As recentes eleições francesas confirmaram o triunfo da era Macron, a consolidação da extrema direita e o aprofundamento das fraturas identitárias e geracionais em uma sociedade que tenta se modernizar sem perder as raízes e o orgulho. É exatamente sobre esses temas que trata o livro “Anéantir” (Aniquilar), de Michel Houellebecq, de longe o escritor mais importante e bem-sucedido da França.

A primeira edição deste seu oitavo romance teve tiragem superior a 300 mil cópias no início do ano, para se ter uma ideia de sua influência e popularidade dentro e fora do país. Com mais de 700 págs. e em edição de luxo (a pedido do autor), ainda é inédito no Brasil, onde ele é publicado pela editora Record.

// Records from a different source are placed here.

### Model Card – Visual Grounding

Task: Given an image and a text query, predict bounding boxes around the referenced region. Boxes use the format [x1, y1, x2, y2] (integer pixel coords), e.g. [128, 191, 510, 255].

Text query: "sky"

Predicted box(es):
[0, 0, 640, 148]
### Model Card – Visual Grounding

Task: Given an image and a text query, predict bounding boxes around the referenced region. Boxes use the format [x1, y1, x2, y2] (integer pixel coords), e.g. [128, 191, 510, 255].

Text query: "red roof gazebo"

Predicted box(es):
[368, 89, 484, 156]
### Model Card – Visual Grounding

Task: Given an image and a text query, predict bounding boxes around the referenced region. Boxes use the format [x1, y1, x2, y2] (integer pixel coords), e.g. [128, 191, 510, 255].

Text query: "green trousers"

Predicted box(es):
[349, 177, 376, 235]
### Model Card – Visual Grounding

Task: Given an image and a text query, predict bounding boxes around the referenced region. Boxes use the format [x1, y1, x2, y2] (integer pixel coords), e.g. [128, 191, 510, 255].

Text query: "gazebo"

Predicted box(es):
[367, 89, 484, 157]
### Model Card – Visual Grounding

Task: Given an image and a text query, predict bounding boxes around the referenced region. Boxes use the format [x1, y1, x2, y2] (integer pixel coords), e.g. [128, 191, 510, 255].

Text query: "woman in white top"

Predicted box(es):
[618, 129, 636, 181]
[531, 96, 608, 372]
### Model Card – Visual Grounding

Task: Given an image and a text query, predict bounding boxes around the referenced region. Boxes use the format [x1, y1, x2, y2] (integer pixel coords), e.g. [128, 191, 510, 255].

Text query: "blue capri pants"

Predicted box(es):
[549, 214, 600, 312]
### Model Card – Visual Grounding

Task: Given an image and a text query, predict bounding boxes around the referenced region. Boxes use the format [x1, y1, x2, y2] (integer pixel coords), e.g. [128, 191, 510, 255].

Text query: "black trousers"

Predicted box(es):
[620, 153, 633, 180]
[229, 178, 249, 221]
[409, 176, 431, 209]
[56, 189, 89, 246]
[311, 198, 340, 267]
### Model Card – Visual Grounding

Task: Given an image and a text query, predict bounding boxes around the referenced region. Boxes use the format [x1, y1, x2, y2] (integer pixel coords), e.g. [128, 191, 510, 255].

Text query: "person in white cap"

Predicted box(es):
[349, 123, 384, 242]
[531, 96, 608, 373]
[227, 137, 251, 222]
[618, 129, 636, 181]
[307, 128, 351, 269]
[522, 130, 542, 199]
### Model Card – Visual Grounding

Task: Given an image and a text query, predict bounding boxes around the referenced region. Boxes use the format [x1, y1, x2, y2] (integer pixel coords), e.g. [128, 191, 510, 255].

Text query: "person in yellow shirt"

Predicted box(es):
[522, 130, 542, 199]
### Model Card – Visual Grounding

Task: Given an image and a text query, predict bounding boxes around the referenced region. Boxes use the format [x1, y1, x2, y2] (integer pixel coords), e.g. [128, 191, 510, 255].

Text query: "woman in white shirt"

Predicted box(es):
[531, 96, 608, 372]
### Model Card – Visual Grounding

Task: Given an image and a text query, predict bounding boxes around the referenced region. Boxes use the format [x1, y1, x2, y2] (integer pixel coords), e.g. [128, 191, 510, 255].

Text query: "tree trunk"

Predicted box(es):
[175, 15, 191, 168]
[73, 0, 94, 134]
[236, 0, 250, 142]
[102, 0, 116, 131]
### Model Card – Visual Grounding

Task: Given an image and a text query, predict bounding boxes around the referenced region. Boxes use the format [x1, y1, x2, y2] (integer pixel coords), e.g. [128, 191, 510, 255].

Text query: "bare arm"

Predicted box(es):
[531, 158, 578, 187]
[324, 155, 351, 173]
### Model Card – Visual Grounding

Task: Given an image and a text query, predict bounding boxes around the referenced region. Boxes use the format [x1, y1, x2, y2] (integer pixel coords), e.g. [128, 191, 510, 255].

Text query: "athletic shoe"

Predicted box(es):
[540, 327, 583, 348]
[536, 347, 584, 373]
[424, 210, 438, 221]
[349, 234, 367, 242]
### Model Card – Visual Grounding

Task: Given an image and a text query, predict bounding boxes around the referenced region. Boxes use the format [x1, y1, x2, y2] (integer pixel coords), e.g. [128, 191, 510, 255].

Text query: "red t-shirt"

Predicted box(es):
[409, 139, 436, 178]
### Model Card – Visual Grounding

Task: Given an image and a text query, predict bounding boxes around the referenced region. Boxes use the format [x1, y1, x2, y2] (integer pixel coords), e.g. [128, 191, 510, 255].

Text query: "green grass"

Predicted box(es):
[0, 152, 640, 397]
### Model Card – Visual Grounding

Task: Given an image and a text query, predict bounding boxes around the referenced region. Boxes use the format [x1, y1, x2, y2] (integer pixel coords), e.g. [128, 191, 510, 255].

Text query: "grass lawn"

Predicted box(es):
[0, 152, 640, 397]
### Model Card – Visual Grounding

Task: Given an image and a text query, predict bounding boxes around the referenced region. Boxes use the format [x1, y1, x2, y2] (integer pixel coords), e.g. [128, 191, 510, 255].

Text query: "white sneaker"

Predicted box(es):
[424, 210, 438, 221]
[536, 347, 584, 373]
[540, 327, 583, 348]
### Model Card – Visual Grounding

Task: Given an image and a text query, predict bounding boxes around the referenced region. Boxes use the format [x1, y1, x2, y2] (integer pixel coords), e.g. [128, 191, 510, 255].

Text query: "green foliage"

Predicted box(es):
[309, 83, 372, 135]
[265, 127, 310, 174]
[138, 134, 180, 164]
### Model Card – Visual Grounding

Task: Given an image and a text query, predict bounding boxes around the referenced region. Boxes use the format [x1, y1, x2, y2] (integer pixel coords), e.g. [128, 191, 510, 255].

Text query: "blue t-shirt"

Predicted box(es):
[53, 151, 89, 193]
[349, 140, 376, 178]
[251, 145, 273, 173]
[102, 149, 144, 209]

A obra não deixa de tratar das obsessões que fizeram a fama de Houellebecq: pessimismo, visão niilista, suicídio, banalização da internet, a normalização da pornografia e da prostituição e o desencanto com as relações sociais. Mas esse livro adquiriu um tom mais político e maduro do que os outros, além de ser menos explícito.

Tudo gira em torno de um “énarque” (elite do funcionalismo público), chamado Paul, que é o número dois do Ministério da Economia. Ele precisa lidar com a campanha presidencial após o segundo mandato de Macron, além de sofrer com problemas em sua família, inclusive de saúde, que acabam consumindo sua própria vida privada. A obra compõe um painel da vida francesa: o cotidiano provinciano no interior, as regiões icônicas (Beaujolais, Nova Aquitânia e Loire) e o norte decadente e desindustrializado.  Além, é claro, da vida em Paris do disciplinado funcionário, que mora na região do seu Ministério, no ultramoderno parque de Bercy.

Em 2015 o escritor já tinha enveredado pela política com “Submissão”, uma distopia sobre a França convertida em uma sociedade muçulmana, que se tornou presciente ao ser lançada no exato dia da chacina no Bataclan. Em “Anéantir”, ele volta de forma tangencial às consequências físicas e morais do terrorismo fundamentalista, mas sob a perspectiva do triunfo da tradicional sociedade gaulesa.

No livro, Houellebecq faz um sereno e curioso elogio do centro político, representado pelo seu chefe que pode ser escolhido como sucessor de Macron. Escolhido é uma boa expressão porque nas últimas décadas os partidos políticos tradicionais implodiram (tanto a esquerda moderada quanto os herdeiros do gaulismo), e o próprio presidente atual se viabilizou criando um novo partido personalista. Esse é um dos nós da política francesa. Quando Macron sair, quem vai ocupar o espaço do centro político?

E é exatamente sobre a possibilidade de o país preservar sua tradição e força moderadora, calcada na burocracia e moral republicanas, permanecendo como fortaleza do centro político europeu, que o escritor reflete. Ele discorre sobre a herança do Iluminismo e abre espaço para os críticos da Revolução Francesa, como Joseph de Maistre, um dos pais do movimento conservador.

Para Houellebecq, a maior ameaça ao país no futuro próximo é a ascensão do extremismo de direita, projetando que os herdeiros de Marine Le Pen chegarão muito perto de alcançar o poder em 2027. O centro resiste, e enfrenta dessa vez não a ameaça do terror político, mas a de obscuros grupos neopagãos e de tecnoterroristas que lembram o famoso unabomber americano, inspirados por teorias mirabolantes pseudocientíficas. Não é apenas o governo que está na mira. É a própria modernidade que está sob risco.

Enquanto ajuda a defender o crescimento racional e o renascimento econômico e industrial da França, o personagem cai em um inferno pessoal que o leva a redescobrir o afeto e o próprio casamento, para em seguida enfrentar a as contingências da sua fragilidade. Apesar de continuar cético e mordaz, Houellebecq é estranhamente contemplativo e quase otimista neste livro. Quase. Revela um olhar generoso para o caos que tomou conta da vida política francesa, enxergando o futuro como se fosse uma comovente tela do romantismo: uma bela representação da calmaria que antecede a extinção.